Si je comprends bien, on ne peut en aucun cas anticiper — il faut attendre d’être agressé, et éventuellement mort, pour riposter…

Notez que la police a su parfois s’affranchir des règles. La mort de Mesrine, abattu sans sommations en 1979, était techniquement un assassinat — et pourtant, Broussard a été félicité par le ministre, Christian Bonnet, et a bâti la suite de sa brillante carrière sur cette élimination. La gauche n’est pas en reste : en 1985, le leader indépendantiste kanak Eloi Machoro et son ami Marcel Nonnaro sont abattus à 400m de distance par le GIGN — sur ordre de Pierre Joxe. Enfin, si vous vous rappelez l’affaire « Human bomb », Erick Schmitt a été abattu par le RAID, sur ordre de Charles Pasqua, alors qu’il avait été drogué par des pizzas assaisonnées aux tranquillisants. Rien de « strictement proportionné » dans ces trois événements.

Les trois cas ne poseraient aujourd’hui aucun problème. Mais même lorsque la législation était plus restrictive, on jugeait de l’opportunité des poursuites — l’opportunité politique, s’entend.

Alors, un délit de fuite fait-il partie de ces situations où les occupants d’une voiture « sont susceptibles de perpétrer, dans leur fuite, des atteintes à leur vie ou à leur intégrité physique ou à celles d’autrui » ? 
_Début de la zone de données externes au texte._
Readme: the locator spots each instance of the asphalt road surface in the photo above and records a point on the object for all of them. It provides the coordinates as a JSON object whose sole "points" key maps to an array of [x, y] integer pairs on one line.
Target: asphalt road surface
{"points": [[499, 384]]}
Il faut savoir qu’on observe en France un refus d’obtempérer toutes les 20mn. 26 000 par an. Le bilan varie de de 0 à 3 morts parmi les forces de l’ordre par an. C’est triste pour ceux à qui ça arrive, mais c’est statistiquement dérisoire. Pas de quoi en conclure qu’il faudrait tirer 26 000 fois…  Ce qui, avec de mauvais tireurs, et en tirant une fois sur dix, ferait quand même 260 morts par an. 

D’où les réticences juridiques et pratiques.

Quant aux raisons qui poussent les gens à refuser de s’arrêter… Pensez au nombre de gens qui roulent sans permis (770 000, estime-t-on), ou sans assurance, ou bourrés, ou drogués, ou sans contrôle technique — ou mineurs…

Alors, peut-on faire évoluer la légitime défense vers sa version américaine ?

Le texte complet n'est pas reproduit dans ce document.